Assistance includes financial aid, medication, surgical and hospital costs, therapeutic equipment, voice-recognition computers for quadriplegics and wheelchair-accessible vans, among other needs.

===NTRA===
The Jockey Club formed the National Thoroughbred Racing Association (NTRA) in 1998 with the Breeders' Cup Limited, Thoroughbred Owners and Breeders Association, Keeneland Association, Oak Tree Racing Association and the National Thoroughbred Association. The Jockey Club maintains a seat on the board of directors of the NTRA.

==Breeding Bureau==
Believing the Thoroughbred was the best breed of horse and could pass on its superior traits to other breeds, in 1906 The Jockey Club of New York established the Breeding Bureau. Its purpose was to provide Thoroughbred stallions as sires that would produce a variety of top quality half-breed general purpose horses.

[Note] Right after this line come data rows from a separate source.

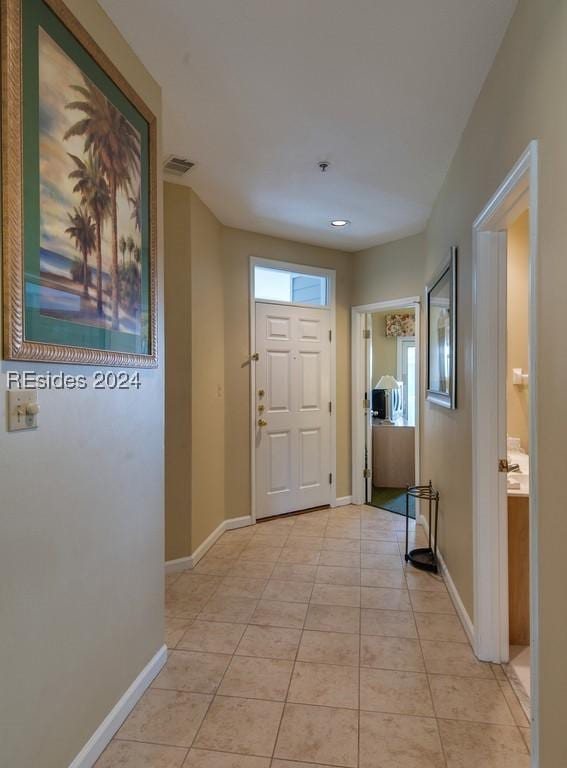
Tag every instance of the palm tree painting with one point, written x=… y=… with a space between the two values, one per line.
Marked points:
x=82 y=231
x=91 y=184
x=91 y=199
x=122 y=247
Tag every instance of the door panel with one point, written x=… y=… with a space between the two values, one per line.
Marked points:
x=279 y=462
x=278 y=384
x=278 y=328
x=293 y=368
x=309 y=381
x=309 y=458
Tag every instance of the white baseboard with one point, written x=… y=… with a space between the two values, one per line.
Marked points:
x=238 y=522
x=453 y=592
x=186 y=563
x=181 y=564
x=100 y=739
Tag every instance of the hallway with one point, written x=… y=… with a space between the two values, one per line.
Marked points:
x=305 y=640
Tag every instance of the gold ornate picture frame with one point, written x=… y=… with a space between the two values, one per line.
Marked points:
x=79 y=197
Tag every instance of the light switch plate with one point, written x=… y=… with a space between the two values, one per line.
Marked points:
x=18 y=399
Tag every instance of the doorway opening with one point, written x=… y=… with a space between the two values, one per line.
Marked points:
x=505 y=432
x=292 y=364
x=385 y=414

During World War I, the Breeding Bureau expanded the part of the program which had been providing horses for the United States Army Cavalry Remount Service. Some of the prominent Thoroughbred runners who were donated to the Cavalry Remount Service include:
- Gold Heels - winner of the 1902 Suburban Handicap;
- Sir Huon - winner of the 1906 Latonia and Kentucky Derbys;
- George Smith - winner of the 1916 Kentucky Derby;
- Behave Yourself - winner of the 1921 Kentucky Derby;
- Hurryoff - winner of the 1933 Belmont Stakes.

==Experimental Free Handicap==
Since 1933, the Jockey Club has compiled the Experimental Free Handicap, a weight-based assessment of the previous year's 2-year-olds based on a theoretical race at a distance of 1 ^{1}/16 miles.

==America's Best Racing==
TJC Media Ventures is a commercial subsidiary of the Jockey Club that oversees the new-fan development activities, primarily under the "America's Best Racing" (ABR) brand.

ABR led partnerships with influencers and celebrities, of which the most notable is with social media influencer Griffin Johnson. Johnson went on to bring the sport "unprecedented exposure".